TORNANO I CANI DA ALLERTA DIABETE ALLA “SEBASTIANO SATTA” DI VERONA: CONFERENZA CON ROBERTO ZAMPIERI

Roberto Zampieri nella foto di Andrea Zonca

di Annalisa Atzori

Sabato 24 febbraio 2018 alla “Sebastiano Satta” e grazie alla collaborazione con il “Gruppo Cinofilo Verona” e “Progetto Serena onlus”, sono tornati per il secondo anno di fila i cani da allerta diabete. Ricordiamo che la Sardegna, insieme alla Finlandia, ha un triste primato:  la più alta incidenza al mondo per quanto riguarda i nuovi casi annuali di diabete tipo 1. Per questo, i sardi si sono dimostrati particolarmente sensibili nel voler riproporre una così importante occasione di approfondimento.

Tra l’altro, come ricordato da Roberto Zampieri (istruttore di Progetto Serena e “padre” del protocollo cani da allerta diabete) proprio in terra sarda è partito pochi giorni fa  una iniziativa di Progetto Serena onlus, che oramai opera in moltissime regioni italiane.

L’appuntamento sui cani da allerta diabete faceva parte anche quest’anno del percorso formativo del nuovo Corso per Istruttori ed Educatori Cinofili 2018 organizzato da Gruppo Cinofilo Verona che, data l’importanza dell’argomento trattato, ha pensato di offrire la possibilità di partecipare all’incontro a tutti gli  interessati, indipendentemente dal fatto che si trattasse o meno di futuri istruttori cinofili.

Il 23 dicembre 2017 il Comitato Etico ha dato risposta positiva riguardo il protocollo cani da allerta diabete, e a brevissimo inizierà il monitoraggio di 100 binomi cane – paziente diabetico! Un riconoscimento importantissimo per Progetto Serena, che crede fermamente nel valore di questi cani che permettono ai malati (bambini e adulti) di affrontare le giornate “a sei zampe” con maggiore positività, aiutando ad accettare la malattia e a donare un po’ di serenità in più ai genitori e ai familiari dei pazienti.
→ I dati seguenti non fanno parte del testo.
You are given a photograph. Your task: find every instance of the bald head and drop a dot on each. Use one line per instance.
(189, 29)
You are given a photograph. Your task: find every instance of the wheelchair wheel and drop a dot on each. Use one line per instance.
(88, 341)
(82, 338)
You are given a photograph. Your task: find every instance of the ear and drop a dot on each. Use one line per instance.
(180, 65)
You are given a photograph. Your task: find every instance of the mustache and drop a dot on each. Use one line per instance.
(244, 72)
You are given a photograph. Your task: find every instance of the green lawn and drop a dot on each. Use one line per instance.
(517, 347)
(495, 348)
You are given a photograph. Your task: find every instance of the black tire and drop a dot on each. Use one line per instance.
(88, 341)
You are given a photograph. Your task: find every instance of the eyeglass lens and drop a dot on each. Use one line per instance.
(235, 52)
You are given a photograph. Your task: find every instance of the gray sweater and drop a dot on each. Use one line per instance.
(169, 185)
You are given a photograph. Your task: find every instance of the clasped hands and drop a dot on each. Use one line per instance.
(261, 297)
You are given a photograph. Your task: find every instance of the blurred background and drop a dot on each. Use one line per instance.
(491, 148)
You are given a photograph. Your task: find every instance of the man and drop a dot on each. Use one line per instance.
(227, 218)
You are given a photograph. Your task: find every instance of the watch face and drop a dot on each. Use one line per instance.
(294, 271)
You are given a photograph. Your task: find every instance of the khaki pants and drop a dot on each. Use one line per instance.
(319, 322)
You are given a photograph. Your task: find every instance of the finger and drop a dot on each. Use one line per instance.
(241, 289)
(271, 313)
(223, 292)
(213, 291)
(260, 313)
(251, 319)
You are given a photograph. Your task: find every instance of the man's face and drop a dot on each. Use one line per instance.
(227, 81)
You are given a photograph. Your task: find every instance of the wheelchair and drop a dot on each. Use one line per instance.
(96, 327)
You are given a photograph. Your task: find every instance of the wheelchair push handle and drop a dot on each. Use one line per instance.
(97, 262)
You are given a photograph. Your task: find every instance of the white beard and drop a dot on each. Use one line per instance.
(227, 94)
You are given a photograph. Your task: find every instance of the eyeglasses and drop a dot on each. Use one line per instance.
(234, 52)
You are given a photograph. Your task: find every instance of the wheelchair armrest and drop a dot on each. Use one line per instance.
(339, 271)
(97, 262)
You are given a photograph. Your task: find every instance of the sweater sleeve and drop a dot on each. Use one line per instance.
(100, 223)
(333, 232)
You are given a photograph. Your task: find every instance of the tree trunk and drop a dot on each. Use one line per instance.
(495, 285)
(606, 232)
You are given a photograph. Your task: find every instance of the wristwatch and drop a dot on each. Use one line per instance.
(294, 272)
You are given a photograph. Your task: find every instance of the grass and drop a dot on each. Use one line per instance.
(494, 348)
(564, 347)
Già dopo sei mesi di lavoro con gli istruttori, rigorosamente insieme alla famiglia del diabetico, il cane comincia a fare importanti segnalazioni sulle molecole rilasciate dal corpo in prossimità delle crisi ipo-iper glicemiche. Al cane viene quindi assegnato un compito, un ruolo all’interno del branco-famiglia nel quale vive, non sente il peso del lavoro che svolge, perché lo fa volentieri, non si stressa e del resto vive comunque la sua giornata “di cane” svolgendo tutte le attività che fanno i suoi simili nella vita normale. Dopo un anno di lavoro, il cane passa al perfezionamento. Zampieri ricorda che si fanno passi avanti solo se si ha la certezza del risultato, ogni test fatto deve dare esiti positivi. Si lavora sul legame tra cane e diabetico, si gestiscono gli spazi e si rispettano le necessità del cane. Il cane “giusto” è quello che sta bene nella casa dove andrà a stare e con una determinata famiglia.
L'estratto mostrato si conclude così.